I wrote a quick program that does that.
#!/usr/bin/env python3
"""Given a filter, replicates that filter for the rest of the datasets"""
import sys
import os
from copy import deepcopy
from typing import Dict, Tuple
import json
if len(sys.argv) != 3:
print("Usage", sys.argv[0], "path_to_filters.json path_to_dataset_dir")
exit()
# create a list of files and dataset names
files:Dict[str, Tuple[str,str]] = dict()
# Get all files and remove the ones from the list that have filters already applied
all_files = [file for file in os.listdir(sys.argv[2]) if file[0] != '.' and file != 'categories.json']
all_files.sort()
all_files_copy = deepcopy(all_files)
for file in all_files_copy:
if "json" in file:
#Reconstruct the filename
filenamebase = file.split('filters.json')[0]

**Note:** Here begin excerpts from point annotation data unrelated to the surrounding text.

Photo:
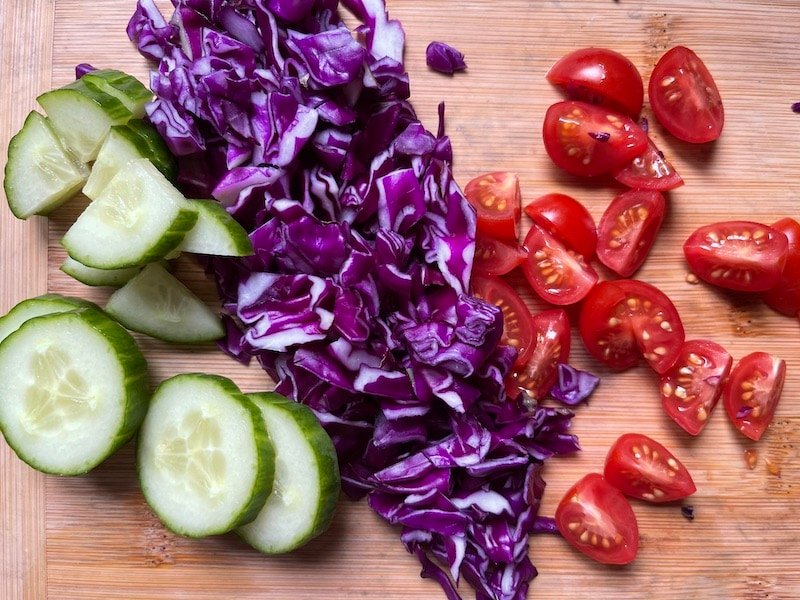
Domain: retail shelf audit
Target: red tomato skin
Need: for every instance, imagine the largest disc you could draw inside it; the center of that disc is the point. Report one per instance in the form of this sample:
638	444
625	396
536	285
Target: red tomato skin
737	255
784	297
552	339
752	393
618	521
649	171
600	76
628	229
642	468
497	200
692	387
567	220
685	98
613	319
517	319
588	140
494	257
556	274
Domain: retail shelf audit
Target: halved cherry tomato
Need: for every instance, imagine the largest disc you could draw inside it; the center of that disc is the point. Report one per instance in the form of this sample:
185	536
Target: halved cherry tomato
628	229
551	346
559	275
785	295
517	319
497	200
737	255
594	517
600	76
685	98
493	257
640	467
752	392
649	171
588	140
567	220
691	388
624	319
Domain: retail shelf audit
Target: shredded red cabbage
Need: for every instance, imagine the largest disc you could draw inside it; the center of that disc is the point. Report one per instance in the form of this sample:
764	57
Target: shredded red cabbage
357	298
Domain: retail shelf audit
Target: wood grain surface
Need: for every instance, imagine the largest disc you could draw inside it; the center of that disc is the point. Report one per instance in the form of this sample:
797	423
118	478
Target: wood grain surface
93	537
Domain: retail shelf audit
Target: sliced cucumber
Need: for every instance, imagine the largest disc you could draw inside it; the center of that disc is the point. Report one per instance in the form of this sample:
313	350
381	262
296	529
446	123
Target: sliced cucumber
123	144
40	174
307	483
74	389
36	307
82	115
216	232
204	458
156	303
139	218
98	277
125	88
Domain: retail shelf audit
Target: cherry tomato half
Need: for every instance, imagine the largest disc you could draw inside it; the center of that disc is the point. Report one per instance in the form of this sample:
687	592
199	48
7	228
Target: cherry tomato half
588	140
497	200
517	319
628	230
551	346
785	295
737	255
567	220
624	319
752	392
640	467
594	517
692	386
649	171
600	76
685	98
493	257
557	274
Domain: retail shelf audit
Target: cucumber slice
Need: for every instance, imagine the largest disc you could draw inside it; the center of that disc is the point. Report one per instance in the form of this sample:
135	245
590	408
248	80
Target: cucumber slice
216	232
123	144
125	88
157	304
98	277
204	458
82	115
36	307
139	218
40	174
73	388
307	483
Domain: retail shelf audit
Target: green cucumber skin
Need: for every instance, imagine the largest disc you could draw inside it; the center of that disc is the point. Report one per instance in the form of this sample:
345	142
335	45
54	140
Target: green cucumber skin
327	460
134	380
266	455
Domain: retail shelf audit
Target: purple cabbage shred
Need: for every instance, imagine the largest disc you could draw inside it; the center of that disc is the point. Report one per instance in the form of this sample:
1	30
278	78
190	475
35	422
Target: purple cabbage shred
444	58
356	301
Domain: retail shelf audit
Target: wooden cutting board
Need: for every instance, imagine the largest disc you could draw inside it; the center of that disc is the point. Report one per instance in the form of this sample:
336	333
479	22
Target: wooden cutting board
93	537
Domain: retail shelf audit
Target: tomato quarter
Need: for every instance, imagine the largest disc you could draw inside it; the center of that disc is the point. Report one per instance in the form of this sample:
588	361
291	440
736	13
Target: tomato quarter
624	319
557	274
752	392
691	388
685	98
567	220
600	76
517	319
737	255
551	346
497	200
588	140
598	520
642	468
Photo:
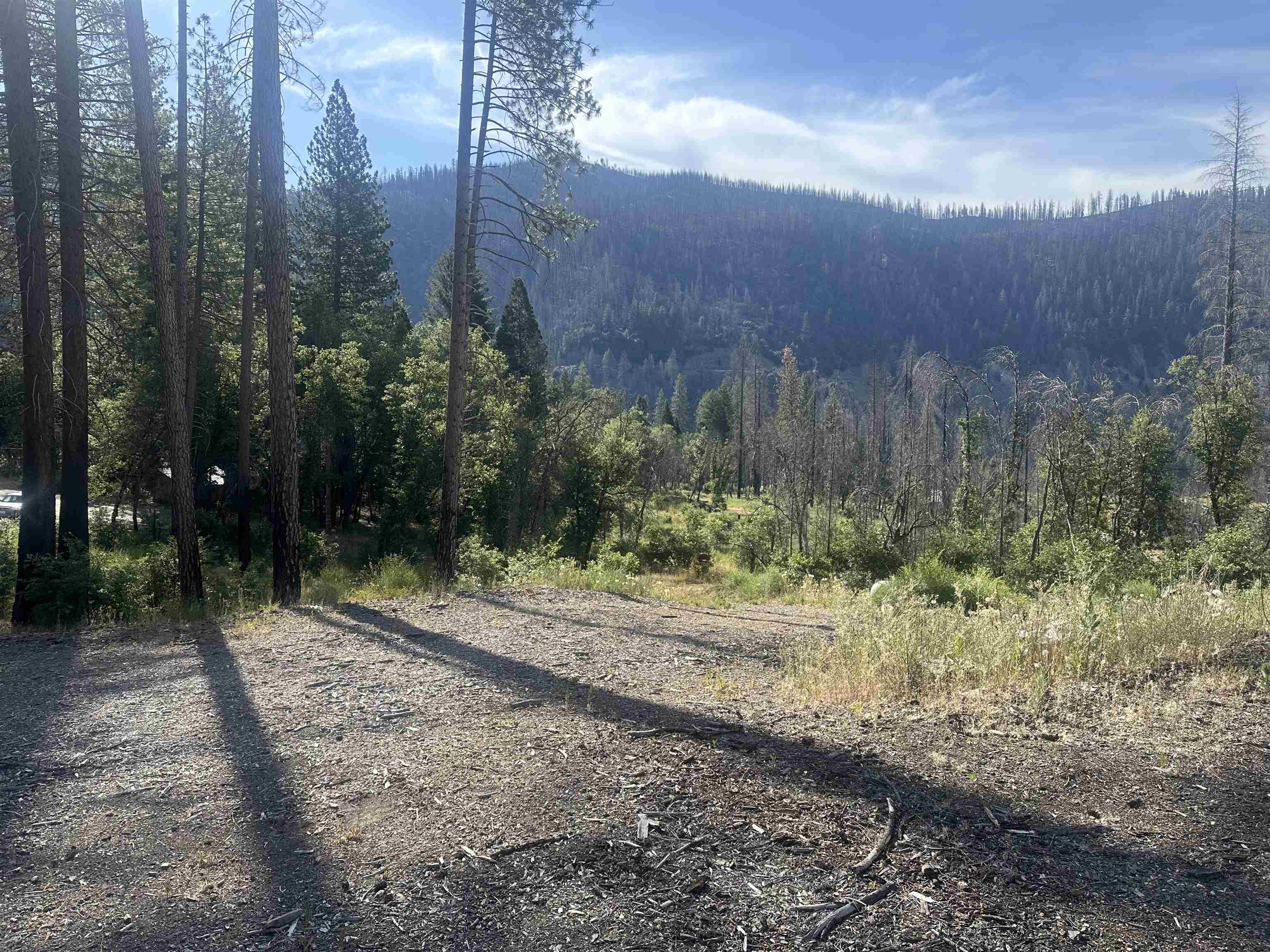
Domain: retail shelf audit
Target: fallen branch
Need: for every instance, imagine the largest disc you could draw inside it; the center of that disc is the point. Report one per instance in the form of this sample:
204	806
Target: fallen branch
280	922
883	843
700	732
675	852
528	845
821	931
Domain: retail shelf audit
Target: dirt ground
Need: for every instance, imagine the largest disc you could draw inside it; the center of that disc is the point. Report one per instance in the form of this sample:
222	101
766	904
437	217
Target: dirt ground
561	771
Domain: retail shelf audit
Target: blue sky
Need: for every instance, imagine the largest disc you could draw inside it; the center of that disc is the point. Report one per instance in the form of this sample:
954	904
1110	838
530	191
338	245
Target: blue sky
966	102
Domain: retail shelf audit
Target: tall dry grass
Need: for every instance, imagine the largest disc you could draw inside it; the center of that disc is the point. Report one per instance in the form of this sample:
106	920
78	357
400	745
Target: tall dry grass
910	649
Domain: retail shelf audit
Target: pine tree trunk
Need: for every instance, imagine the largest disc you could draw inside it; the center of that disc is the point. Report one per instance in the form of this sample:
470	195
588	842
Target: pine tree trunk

language_pair = file.split('.')[-3]
src, trg = language_pair.split('-')
srcfile = filenamebase + src + '.gz'
trgfile = filenamebase + trg + '.gz'
all_files.remove(srcfile)
all_files.remove(trgfile)
all_files.remove(file)
# Now put them in a convenient list
for file in all_files:
# Get the filters name
filternamebase = ".".join(file.split('.')[:-2]) # strip the suffix
filtername = filternamebase + '.filters.json'
if filtername in files:
continue
src, trg = filternamebase.split('.')[-1].split('-')
srcfile = filternamebase + '.' + src + '.gz'
trgfile = filternamebase + '.' + trg + '.gz'
files[filtername] = (srcfile, trgfile)
# Now generate the json
with open(sys.argv[1], 'r', encoding='utf-8') as readfile:
schema = json.load(readfile)
for filtername, files in files.items():
new_schema = deepcopy(schema)
new_schema['files'] = [files[0], files[1]]
with open(sys.argv[2] + '/' + filtername, 'w', encoding='utf-8') as outfile:
json.dump(new_schema, outfile, ensure_ascii=False, indent = 2)
Maybe include it in utils?
If you have many datasets, you'd want to apply the same filter steps to quite a couple of them I suspect.
It would be helpful if we can provide some help with that. Either copying over the filter configuration of a different dataset.. or copy it to a dataset. Or some other way? Diffing filter step configurations maybe at some point?
I don't know yet what this should look like. I'm searching for an analogy, or a different sort of program that does something like this. I'd expect something like a 3d program would have something like this for the management of different materials maybe? Or Adobe Lightroom and photo editing effects?